9.Conformément au paragraphe 3 de l’article 2 du Pacte, l’État partie est tenu de garantir à l’auteure un recours utile et notamment: a) de mener une enquête approfondie et efficace sur les circonstances entourant la détention de M. Tripathi et le traitement auquel il a été soumis à la caserne de Maharajgunj, et de donner à l’auteure des informations détaillées quant aux résultats de cette enquête; b) de remettre M. Tripathi en liberté s’il est encore en vie; c) dans le cas où M. Tripathi serait décédé, de remettre son corps à sa famille; d) de poursuivre, de juger et de punir les responsables des violations commises; e) d’indemniser de manière appropriée l’auteure et sa fille ainsi que M. Tripathi, s’il est encore en vie, pour les violations subies; f) de veiller à ce que l’auteure et sa fille bénéficient des mesures de réadaptation psychologique et du traitement médical nécessaires, et que ceux-ci répondent à leurs besoins; g) de prendre les mesures de satisfaction appropriées. L’État partie est aussi tenu de prendre des mesures pour empêcher que de telles violations se reproduisent. À ce sujet, il devrait veiller à ce que sa législation permette de poursuivre les faits qui constituent des violations du Pacte.

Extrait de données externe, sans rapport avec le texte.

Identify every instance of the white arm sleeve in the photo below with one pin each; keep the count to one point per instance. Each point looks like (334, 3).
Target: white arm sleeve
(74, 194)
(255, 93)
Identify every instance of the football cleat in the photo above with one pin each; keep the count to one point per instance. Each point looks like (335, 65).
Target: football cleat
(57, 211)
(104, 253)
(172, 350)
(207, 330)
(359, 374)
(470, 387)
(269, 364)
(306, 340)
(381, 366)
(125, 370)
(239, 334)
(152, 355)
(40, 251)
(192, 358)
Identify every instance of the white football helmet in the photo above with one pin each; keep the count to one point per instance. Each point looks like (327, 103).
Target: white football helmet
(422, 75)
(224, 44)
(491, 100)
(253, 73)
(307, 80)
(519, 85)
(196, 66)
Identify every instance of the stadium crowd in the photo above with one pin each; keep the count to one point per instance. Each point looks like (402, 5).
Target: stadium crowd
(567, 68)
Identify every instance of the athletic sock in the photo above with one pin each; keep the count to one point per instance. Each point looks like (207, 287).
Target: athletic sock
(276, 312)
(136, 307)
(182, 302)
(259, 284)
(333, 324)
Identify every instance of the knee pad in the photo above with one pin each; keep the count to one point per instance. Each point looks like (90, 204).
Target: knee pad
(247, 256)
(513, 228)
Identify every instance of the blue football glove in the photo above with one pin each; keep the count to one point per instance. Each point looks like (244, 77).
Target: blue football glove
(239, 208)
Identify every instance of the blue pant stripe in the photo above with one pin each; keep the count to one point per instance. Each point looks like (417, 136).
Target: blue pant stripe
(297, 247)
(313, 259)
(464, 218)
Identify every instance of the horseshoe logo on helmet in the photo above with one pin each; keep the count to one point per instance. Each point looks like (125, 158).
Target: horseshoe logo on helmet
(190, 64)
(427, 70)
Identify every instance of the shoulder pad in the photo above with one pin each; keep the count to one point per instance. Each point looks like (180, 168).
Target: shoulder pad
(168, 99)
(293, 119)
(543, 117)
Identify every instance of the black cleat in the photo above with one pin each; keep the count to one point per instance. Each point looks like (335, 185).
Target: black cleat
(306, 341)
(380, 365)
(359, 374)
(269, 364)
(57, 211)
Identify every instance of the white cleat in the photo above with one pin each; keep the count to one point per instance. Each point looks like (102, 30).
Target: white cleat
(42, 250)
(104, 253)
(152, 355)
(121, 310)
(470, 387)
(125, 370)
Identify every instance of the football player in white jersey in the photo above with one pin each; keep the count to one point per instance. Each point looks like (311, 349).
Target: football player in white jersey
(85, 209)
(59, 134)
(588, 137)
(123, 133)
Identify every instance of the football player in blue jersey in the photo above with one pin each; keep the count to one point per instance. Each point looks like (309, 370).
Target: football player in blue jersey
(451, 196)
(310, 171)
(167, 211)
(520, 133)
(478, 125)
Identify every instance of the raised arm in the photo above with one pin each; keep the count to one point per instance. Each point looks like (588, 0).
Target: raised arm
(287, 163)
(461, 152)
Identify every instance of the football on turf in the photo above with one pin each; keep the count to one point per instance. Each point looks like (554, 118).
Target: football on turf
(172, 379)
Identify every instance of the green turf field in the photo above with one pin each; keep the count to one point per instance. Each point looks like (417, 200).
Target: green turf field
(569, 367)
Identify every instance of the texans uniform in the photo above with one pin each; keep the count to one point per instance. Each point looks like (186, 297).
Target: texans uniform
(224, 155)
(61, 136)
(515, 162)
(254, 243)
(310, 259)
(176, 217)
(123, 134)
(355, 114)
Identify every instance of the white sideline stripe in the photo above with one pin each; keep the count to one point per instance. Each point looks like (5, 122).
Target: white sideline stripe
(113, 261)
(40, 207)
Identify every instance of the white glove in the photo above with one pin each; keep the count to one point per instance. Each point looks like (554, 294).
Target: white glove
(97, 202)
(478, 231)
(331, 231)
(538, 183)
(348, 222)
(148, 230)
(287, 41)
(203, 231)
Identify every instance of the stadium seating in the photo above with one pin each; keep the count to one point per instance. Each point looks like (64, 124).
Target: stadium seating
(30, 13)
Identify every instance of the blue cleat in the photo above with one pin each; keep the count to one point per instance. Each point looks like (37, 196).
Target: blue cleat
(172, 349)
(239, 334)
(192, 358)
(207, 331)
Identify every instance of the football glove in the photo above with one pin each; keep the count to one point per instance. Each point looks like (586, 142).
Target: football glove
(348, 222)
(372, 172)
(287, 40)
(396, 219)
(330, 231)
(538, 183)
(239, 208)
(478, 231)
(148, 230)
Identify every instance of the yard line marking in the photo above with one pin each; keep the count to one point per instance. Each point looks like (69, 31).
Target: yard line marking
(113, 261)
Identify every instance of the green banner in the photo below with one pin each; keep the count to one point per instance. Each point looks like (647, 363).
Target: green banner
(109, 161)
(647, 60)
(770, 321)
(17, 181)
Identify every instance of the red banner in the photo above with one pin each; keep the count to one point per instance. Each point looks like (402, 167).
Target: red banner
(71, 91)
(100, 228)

10.Étant donné qu’en adhérant au Protocole facultatif, l’État partie a reconnu que le Comité a compétence pour déterminer s’il y a ou non violation du Pacte et que, conformément à l’article 2 du Pacte, il s’est engagé à garantir à tous les individus se trouvant sur son territoire et relevant de sa juridiction les droits reconnus dans le Pacte et à assurer un recours utile et exécutoire lorsqu’une violation a été établie, le Comité souhaite recevoir de l’État partie, dans un délai de cent quatre-vingts jours, des renseignements sur les mesures prises pour donner effet aux présentes constatations. L’État partie est invité en outre à rendre celles-ci publiques et à les diffuser largement dans les langues officielles du pays.